In March 2002, Mugabe was re-elected in disputed elections. Morgan Tsvangirai the leader of the opposition was repeatedly arrested. In March 2005, the ruling Zanu party won two-thirds of the vote in parliamentary elections. There are again allegations of manipulation. In March 2008, the opposition led by Tsvangirai wins the elections. In June 2008, Tsvangirai withdrew from the presidential elections because, according to him, fair elections were not possible. Hundreds of supporters were killed or intimidated. In July 2008, Tsvangirai and Mugabe agreed to talks to put a temporary end to the crisis situation.
Zimbabwean President Robert Mugabe and opposition leader Morgan Tsvangirai signed a power-sharing agreement in the Zimbabwean capital Harare in September 2008. The agreement, which comes after three decades of Mugabe's exclusive rule, could put an end to months of political crisis in Zimbabwe. This broke out after Tsvangirai withdrew from the presidential elections due to the violence.
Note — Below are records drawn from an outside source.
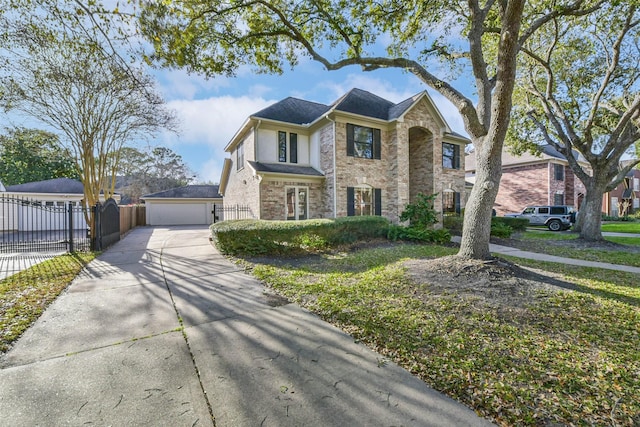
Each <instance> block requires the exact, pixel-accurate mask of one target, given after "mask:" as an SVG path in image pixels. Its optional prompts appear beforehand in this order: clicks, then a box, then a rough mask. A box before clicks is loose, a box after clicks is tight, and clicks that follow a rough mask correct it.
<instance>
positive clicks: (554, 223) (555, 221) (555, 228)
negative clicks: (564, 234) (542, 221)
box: [547, 219, 562, 231]
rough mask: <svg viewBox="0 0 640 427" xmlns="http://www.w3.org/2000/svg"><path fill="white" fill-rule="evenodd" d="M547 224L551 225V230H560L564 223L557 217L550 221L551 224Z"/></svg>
mask: <svg viewBox="0 0 640 427" xmlns="http://www.w3.org/2000/svg"><path fill="white" fill-rule="evenodd" d="M547 226H548V227H549V230H551V231H560V230H562V223H561V222H560V221H558V220H557V219H554V220H551V221H549V224H547Z"/></svg>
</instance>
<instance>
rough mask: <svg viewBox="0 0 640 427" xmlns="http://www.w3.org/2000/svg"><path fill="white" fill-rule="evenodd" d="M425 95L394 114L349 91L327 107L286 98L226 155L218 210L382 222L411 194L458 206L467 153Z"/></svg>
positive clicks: (248, 128) (267, 111)
mask: <svg viewBox="0 0 640 427" xmlns="http://www.w3.org/2000/svg"><path fill="white" fill-rule="evenodd" d="M469 142H470V141H469V140H468V139H467V138H465V137H463V136H461V135H458V134H456V133H454V132H452V131H451V129H450V127H449V125H448V124H447V123H446V121H445V120H444V118H443V117H442V114H441V113H440V112H439V110H438V108H437V107H436V106H435V104H434V103H433V101H432V100H431V98H430V97H429V95H428V94H427V93H426V92H421V93H419V94H417V95H415V96H413V97H411V98H409V99H407V100H405V101H403V102H400V103H398V104H394V103H393V102H390V101H388V100H385V99H383V98H381V97H379V96H376V95H374V94H372V93H369V92H366V91H363V90H360V89H353V90H351V91H350V92H349V93H347V94H346V95H344V96H342V97H341V98H340V99H338V100H337V101H336V102H334V103H333V104H331V105H324V104H319V103H315V102H309V101H305V100H302V99H296V98H286V99H284V100H282V101H280V102H277V103H275V104H273V105H271V106H269V107H267V108H265V109H264V110H261V111H259V112H257V113H255V114H253V115H251V116H250V117H249V118H248V119H247V120H246V121H245V123H244V124H243V125H242V126H241V127H240V129H239V130H238V131H237V133H236V134H235V135H234V136H233V138H232V139H231V141H230V142H229V143H228V145H227V146H226V148H225V151H226V152H228V153H230V157H229V158H227V159H225V161H224V166H223V171H222V177H221V180H220V187H219V191H220V193H221V194H222V195H223V196H224V205H225V206H227V207H228V206H234V205H248V206H249V208H250V209H251V211H252V212H253V216H254V217H256V218H260V219H269V220H285V219H287V220H299V219H307V218H336V217H344V216H352V215H382V216H385V217H387V218H389V219H390V220H391V221H392V222H398V220H399V216H400V214H401V213H402V211H403V210H404V208H405V206H406V205H407V204H408V203H410V202H412V201H413V200H414V198H415V196H416V195H417V194H418V193H424V194H434V193H438V194H440V196H439V197H438V198H437V199H436V203H435V208H436V210H437V211H442V212H448V211H450V212H453V211H459V209H460V206H461V205H463V204H464V156H463V153H464V147H465V145H466V144H468V143H469Z"/></svg>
In February 2009, Tsvangirai was appointed Prime Minister. In July 2009, the IMF refused to grant a loan to Zimbabwe. China agreed to provide a loan. In September 2009, the IMF agreed to grant a loan to Zimbabwe. In June 2010, white farmers reported new attacks on them. In the years 2011 and 2012, Tsvangirai and Mugabe clashed in the run-up to the 2013 presidential election. The July 2013 elections result in a victory for Mugabe. The opposition considers the elections a fraud. Since the elections, Mugabe has been the sole ruler of Zimbabwe; he has abolished the post of prime minister. In August, Grace, Mugabe's wife, was appointed leader of the women's wing of the Zanu; rumours are that she will one day succeed her husband. In 2015, Mugabe is president of the African Union for the year. In August 2016, there are protests against Mugabe's policies and person. also in 2017 there are many protests against Mugabe, he resigns in November 2017 forced by the military, Emerson Mnangagwa becomes the new president. He is also elected by rule in 2018. On Friday 6 September 2019, the former President of Zimbabwe, Robert Mugabe, died at the age of 95. He was one of the longest-serving heads of state in Africa. Between 1980 and 1987, Mugabe was Prime Minister and then President of Zimbabwe until 2017.
Economic conditions remain dire under Mnangagwa. Inflation is rising sharply in 2019 and the country's export earnings will fall drastically in 2020 due to the COVID-19 pandemic.